Transfer beef to a bowl to cool for another use. Strain liquid into a bowl over a fine-mesh sieve; press gently on the solids with the back of a spatula to extract as much flavor as possible. Discard the solids; you should have about 10 cups broth (add water if necessary to equal 10 cups).
Halve the remaining 6 onions through the root end, then peel and thinly slice them lengthwise. Melt the butter in the bottom of the Dutch oven over medium heat. Add the onions and cook, tossing occasionally, until deep golden-brown and caramelized, 45 minutes to 1 hour. Season with 1 teaspoon salt and black pepper.
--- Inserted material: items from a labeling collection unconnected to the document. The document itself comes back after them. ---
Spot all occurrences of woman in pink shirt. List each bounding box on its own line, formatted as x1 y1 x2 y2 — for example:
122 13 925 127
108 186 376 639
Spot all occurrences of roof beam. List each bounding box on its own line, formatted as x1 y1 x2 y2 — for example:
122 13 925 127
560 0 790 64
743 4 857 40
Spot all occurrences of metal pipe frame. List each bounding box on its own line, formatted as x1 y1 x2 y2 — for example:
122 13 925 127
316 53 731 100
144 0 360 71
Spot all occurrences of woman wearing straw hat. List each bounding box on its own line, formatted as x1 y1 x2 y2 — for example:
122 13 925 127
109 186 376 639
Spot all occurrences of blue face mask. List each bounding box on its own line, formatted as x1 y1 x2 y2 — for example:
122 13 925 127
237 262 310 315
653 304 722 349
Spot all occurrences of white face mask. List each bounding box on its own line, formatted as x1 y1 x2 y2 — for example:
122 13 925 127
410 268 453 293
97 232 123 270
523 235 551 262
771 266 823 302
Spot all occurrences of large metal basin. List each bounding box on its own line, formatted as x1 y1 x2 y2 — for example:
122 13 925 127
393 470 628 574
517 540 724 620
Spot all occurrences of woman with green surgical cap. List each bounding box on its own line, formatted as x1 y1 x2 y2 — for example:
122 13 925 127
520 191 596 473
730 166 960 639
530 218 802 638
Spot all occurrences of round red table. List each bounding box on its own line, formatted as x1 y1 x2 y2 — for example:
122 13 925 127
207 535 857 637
Pour in the port and cook, scraping up any browned bits from the bottom of the pan, for 3 minutes. Pour in the broth and simmer mixture over low heat for 30 minutes. Season with salt and lemon juice, if desired. (For a smaller group, you could refrigerate some of the soup and reheat it later.)
While the broth simmers, heat the oven to 350 degrees. Arrange the bread slices on a baking sheet and toast until golden, about 12 minutes. Rub the garlic halves over the surface of the bread.
Heat the broiler and arrange a rack 4 to 6 inches from the flame. Using a cheese slicer, thinly slice 3 ounces of Gruyere. Coarsely grate the remaining cheese. Float the broiled bread over the surface of the hot soup. Layer the cheese slices over the bread; scatter the grated cheese over it. Transfer the Dutch oven to the oven and broil until cheese is golden and bubbling, 3 to 5 minutes (watch to see that it does not burn).
To serve, use kitchen shears or scissors to cut the bread and cheese into portions. Ladle soup, bread and cheese into individual bowls.
Note: To broil the soup in individual bowls, place 8 ovenproof bowls on a baking sheet. Fill with hot soup, top with broiled bread, shaved cheese and grated cheese, and run under the broiler until golden and bubbling. You may need to prepare it in batches.